In Denmark, government support is even more extensive. Leaders have committed to paying up to 90 percent of the salaries of workers who stay home and who would otherwise be fired, up to about $4,000 a month. If people get the coronavirus, the government will pay for sick leave starting from the first day, instead of requiring employers to cover the first month. And for small businesses whose revenue is evaporating, the government will cover a portion of their rent, among other steps.
The moves to address the crisis come after years of cuts to the country’s famed social safety net, with unemployment benefits having become less generous and other programs being scaled back. Now, many policymakers see their utility in a new light, analysts said.

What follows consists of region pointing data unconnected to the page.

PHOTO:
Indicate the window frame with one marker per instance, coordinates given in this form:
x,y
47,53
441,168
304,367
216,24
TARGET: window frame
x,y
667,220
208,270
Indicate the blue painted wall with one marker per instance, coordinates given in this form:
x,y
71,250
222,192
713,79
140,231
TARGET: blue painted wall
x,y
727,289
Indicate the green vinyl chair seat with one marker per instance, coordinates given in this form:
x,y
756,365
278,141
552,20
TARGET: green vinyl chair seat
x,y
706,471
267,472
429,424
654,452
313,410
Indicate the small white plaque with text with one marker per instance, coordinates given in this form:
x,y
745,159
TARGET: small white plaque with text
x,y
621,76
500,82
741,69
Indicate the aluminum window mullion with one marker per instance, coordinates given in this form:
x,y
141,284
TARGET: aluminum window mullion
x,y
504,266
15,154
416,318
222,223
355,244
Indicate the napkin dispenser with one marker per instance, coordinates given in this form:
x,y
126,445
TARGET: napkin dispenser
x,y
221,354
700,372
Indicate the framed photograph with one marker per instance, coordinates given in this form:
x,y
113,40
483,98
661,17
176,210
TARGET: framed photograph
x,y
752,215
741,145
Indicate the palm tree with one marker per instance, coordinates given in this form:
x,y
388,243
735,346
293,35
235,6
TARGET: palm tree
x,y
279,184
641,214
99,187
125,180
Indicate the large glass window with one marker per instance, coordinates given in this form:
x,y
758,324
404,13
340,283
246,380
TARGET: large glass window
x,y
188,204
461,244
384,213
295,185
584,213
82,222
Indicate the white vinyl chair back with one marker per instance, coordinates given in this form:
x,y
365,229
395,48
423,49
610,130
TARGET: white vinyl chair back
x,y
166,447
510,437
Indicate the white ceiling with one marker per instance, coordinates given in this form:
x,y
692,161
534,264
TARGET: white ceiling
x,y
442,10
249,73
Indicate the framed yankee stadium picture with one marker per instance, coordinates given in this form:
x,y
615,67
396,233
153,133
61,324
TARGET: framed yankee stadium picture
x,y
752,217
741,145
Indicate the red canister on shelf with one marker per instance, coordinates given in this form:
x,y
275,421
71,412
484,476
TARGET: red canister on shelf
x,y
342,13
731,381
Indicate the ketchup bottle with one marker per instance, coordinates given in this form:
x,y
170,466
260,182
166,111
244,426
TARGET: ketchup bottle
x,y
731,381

“This is the best thing that has happened to the welfare state, because at the moment there is this paramount understanding that we are all in the same boat, we are all facing the same enemy,” said Peter Abrahamson, a University of Copenhagen sociologist. “It feeds into this sense of belonging: ‘We’re Danes, we have to stand together.’ ”
The European big-state response has included Britain, where many social protections are traditionally less robust than in continental Europe and where the ruling Conservative Party has overseen years of austerity budgets.
Britain’s “Coronavirus Job Retention Scheme” puts the government on the hook to pay 80 percent of workers’ salaries for those facing layoffs, up to about $2,870 a month, just above Britain’s median income.
Some estimate the British measures will cost 2 percent of Britain’s annual economic output, or about $51 billion, if 1 million people need assistance. The bill could rise if more people sign up or if the crisis drags longer than expected.
For an economy the size of the United States, an equivalent measure would cost about $429 billion.
Some British economists say the commitments, though they won’t be cheap, may be more effective than aspects of U.S. policy.
The commitment to pay a large portion of private-sector wages is “a far, far better, response to what is happening than simply sending a check for $1,000 or $1,500,” said Roger Farmer, an economist at the University of Warwick, because if employees “lose their jobs, the impact of the crisis is much more likely to be permanent than if those jobs can be kept.”
Adam reported from London. Donna Cassata in Washington and Quentin Ariès in Brussels contributed to this report.